The leader of the protesters, Dr. Nandul Durfa, 64, father to a late operative called Timman Durfa, said the gathering mobilised by making telephone contacts with each other and then met in Lafia on Sunday evening to agree on the inscriptions for their placards.
"We mobilised ourselves by phone. We have been in touch with each other since the incident. I called Madaki and Nimsel. They then placed calls to contact others like Gobir who came from Awe in Nasarawa, and Madam Mrs. Godiya Makama who came from Nasarawa-Toto, also from Nasarawa State," he narrated.
"There were others who are not parents, but representatives of parents of deceased. They too showed up. Altogether, we are about 17," the man accounted.
Durfa said they decided to organise the protest because government had not done anything to the Ombatse killers.
"We are saying it is now three months since that incident and government has not done anything to give us confidence in them.
"Our children were sent on an operation to save other Nigerians, and they were not given any protection. We can't see them alive; we can't see their corpses," he lamented.
Durfa said the SSS authorities "only sent us death certificates of our children. There were no corpses sent to us. We want the corpses of our children. They should go to that village and retrieve those corpses and hand them to us, so we can bury our children."
Saidu Isah Gobir, another elderly protester who also lost his son, said he travelled to Lafia to tell the President or his representative that he disappointed them over the murder.
"They have kept quiet as if nothing happened. We lost children in that operation; that they must know. We are angry. All we are told is that the SSS has announced forgiveness. We don't want to hear that," he decried.
Another protester, Nimsel Nanyal, 57, who held a placard with the inscription "Pls Mr. President, I's Now We Want Fresh Air," told the reporters that he received a death certificate for his son and has waited three months to hear about government's steps towards giving his son justice but has been disappointed so far.
"I am disappointed that security men were killed and government cannot give them justice," he said.

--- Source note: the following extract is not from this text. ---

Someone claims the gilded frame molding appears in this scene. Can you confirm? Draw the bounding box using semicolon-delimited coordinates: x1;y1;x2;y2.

"In Britain, one soldier was killed on the street, not in the line of duty as our children, and the British Prime Minister was everywhere making statements. He even attended the burial. Here, we were sent certificates, and that is all," Nanyal added.
It would be recalled that the so-called Ombatse killings happened when the militia members waylaid a detachment of police and SSS operatives sent to Alakyo, near Lafia, to arrest the cult leader following incidents on violence blamed on the group.
Dozens of policemen and ten SSS men were killed, and most of the corpses burnt by the cultists.
Yesterday's protest comes three weeks after wives and other family members of the slain operatives created a scene at the Government House in Lafia disrupting the singing of the Nation Anthem during a visit by some governors.
Governors Martins Elechi (Ebonyi), Muazu Babangida Aliyu (Niger), Mukhtar Ramalan Yero (Kaduna) and Sule Lamido (Jigawa), as well as Senator Abdullahi Adamu, were on a sympathy visit when the incident happened.
The Nasarawa State Government has set up a Judicial Commission of Inquiry on the killings, with Justice Joseph Fola Gbadeyan as chairman. The panel suspended its sitting yesterday because of the visit by Sambo. It is due to continue taking submissions today.